A Rothschild Renaissance: Treasures from the Waddesdon Bequest
In 1998, Baron Ferdinand Rothschild, MP bequeathed to the British Museum his magnificent collection of Renaissance treasures. Known as the Waddesdon Bequest, the collection is named after Waddesdon Manor in Buckinghamshire, a fairy tale French chateau built by Baron Ferdinand from 1874-83, where the collection was housed in his lifetime.
The Rothchild's were among the greatest collectors of the nineteenth century, seeking not only the finest craftsmanship in their treasures, but also demonstrating great discernment and a keen sense of historical importance in selecting them. Baron Ferdinand's aim, often working in rivalry with his cousins, was to possess a special room filled with splendid, precious and intricate objects in the tradition of the courts of Renaissance and Baroque Europe. So successful was he that he was able to leave to the British Museum a collection which could have come straight from the treasure house of a German-speaking prince of the Renaissance.

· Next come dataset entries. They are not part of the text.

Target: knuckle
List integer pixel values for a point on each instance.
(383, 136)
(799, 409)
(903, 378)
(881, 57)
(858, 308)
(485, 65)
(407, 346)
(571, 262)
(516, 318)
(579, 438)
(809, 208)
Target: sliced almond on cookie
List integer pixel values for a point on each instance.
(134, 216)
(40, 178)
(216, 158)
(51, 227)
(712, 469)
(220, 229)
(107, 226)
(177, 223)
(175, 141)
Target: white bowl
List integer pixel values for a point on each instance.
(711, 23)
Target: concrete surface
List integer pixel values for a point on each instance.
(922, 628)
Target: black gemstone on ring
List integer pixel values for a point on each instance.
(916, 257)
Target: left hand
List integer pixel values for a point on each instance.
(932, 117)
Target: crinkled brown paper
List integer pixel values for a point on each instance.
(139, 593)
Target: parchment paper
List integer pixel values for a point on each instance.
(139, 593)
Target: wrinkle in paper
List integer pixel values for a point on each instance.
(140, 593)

This sumptuously illustrated book unlocks the history and romance of this spectacular collection by looking at some of its greatest treasures and the unique and intriguing stories they tell. It will introduce makers and patrons, virtuoso craftsmanship, faking and the history of collecting from the late medieval to modern periods, as told through objects in the Bequest. Treasures include masterpieces of goldsmiths' work in silver, jewellery, hardstone and engraved rock crystal; astonishing micro carvings in boxwood; painted enamels, ceramics and glass; arms and armour and 'curiosities': exotic treasures incorporating ostrich eggs, Seychelles nut or nautilus shell.
By looking at individual objects in detail, and drawing on new research and stunning new photography, the book will enable readers to see and understand these beautiful and fascinating objects in a completely different light.